How does a new product differentiate itself in the extremely crowded cereal category?
With its U.S. launch of Crunchy Nut -- which has been a favorite in the U.K. for three decades -- Kellogg is betting that adults bored with hearing about various nutrient and weight-control benefits will respond to messaging stressing tastiness.
The campaign for Kellogg's Crunchy Nut, launching this week, is taglined "It's Morning Somewhere" -- the point being that adults will love the cereal's taste so much that they'll be looking for excuses to eat it not just for breakfast, but throughout the day.
"We're kind of debunking the notion that only children want great-tasting cereal," says Derek Sherman, executive creative director for Kellogg's long-time creative agency, Leo Burnett. "This is definitely an adult, non-decadent breakfast cereal, but our message is that it's a joyful experience. We looked for a humorous way of conveying this to an adult audience that also fits with Kellogg's well-established positive, optimistic brand voice. Our solution was to poke fun at adults' guilt about eating cereal as a snack or dessert or meal other than breakfast -- a behavior that's quite common -- by giving them the 'It's Morning Somewhere' excuse."
For instance, 30- and 60-second versions of a first television spot, to begin airing nationally later this week, show a young adult clearly craving Crunchy Nut while working in his apartment, but feeling uncomfortable about it because it's nighttime. He grabs the cereal box, takes a plane to an exotic destination, piggybacks on a motorcycle driven by a native to get over mountains and arrives at a beach in time to see the sun rising. As he eats his Crunchy Nut, he sees another guy who looks much like himself, in pajama bottoms, about to enjoy his own surfside bowl of Crunchy Nut.

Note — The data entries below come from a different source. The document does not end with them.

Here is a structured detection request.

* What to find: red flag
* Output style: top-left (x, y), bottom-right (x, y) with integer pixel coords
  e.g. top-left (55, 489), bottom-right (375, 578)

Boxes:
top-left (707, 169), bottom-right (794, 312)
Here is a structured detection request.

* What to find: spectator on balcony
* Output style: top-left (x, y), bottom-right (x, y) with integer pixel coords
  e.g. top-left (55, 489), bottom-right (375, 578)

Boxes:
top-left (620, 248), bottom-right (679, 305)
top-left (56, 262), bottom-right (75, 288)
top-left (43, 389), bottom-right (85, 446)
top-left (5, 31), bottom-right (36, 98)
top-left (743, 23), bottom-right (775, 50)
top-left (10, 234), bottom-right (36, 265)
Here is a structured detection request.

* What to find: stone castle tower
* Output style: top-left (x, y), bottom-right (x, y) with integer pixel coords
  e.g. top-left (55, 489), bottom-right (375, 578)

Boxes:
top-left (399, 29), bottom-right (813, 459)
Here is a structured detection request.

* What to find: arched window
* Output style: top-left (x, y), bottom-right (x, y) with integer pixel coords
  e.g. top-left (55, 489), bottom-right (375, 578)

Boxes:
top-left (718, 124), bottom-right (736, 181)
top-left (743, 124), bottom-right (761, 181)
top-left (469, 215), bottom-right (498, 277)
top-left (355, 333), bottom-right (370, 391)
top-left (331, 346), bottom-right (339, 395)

Another element in what Kellogg terms an "enormous" awareness-building campaign offers smartphone users the ability to snap QR codes on the cereal's packaging and, at any time of the day or night, see a video of a region where it's currently morning. Online and in-store advertising and a branded site and Facebook page are also in the mix.
The campaign kicked off over this past weekend with a live, 24-hour event on Los Angeles's Hollywood Blvd. featuring the world's largest working cuckoo clock (Kellogg had an official Guinness World Records official there to verify).
As each hour chimed and the cuckoo crowed, an actor emerged from the clock-each time dressed in a different costume reflecting the region where it was now morning, and each time delivering a humorous performance about what morning is like in that region. The event was hosted by celebrity Nick Cannon, and the script was written by Matt Walsh, co-founder of the Upright Citizens Brigade comedy troupe.
The scale of the clock was also meant to symbolize the scale of the campaign, notes Yuvraj Arora, senior director, adult ready-to-eat cereal marketing for Kellogg. "This is an exciting product launch for Kellogg Company and we're committed to making it a big success," she said. "We're eager to bring this already hugely popular brand to U.S. consumers" and confident that they will display "a similar passion for it," she adds.
The cereal, which is in some stores now and will be available nationwide in February, comes in two flavors: Golden Honey Nut (corn flakes drizzled with honey and topped with peanuts) and Roasted Nut and Honey (corn and oat O's topped with roasted peanuts and honey).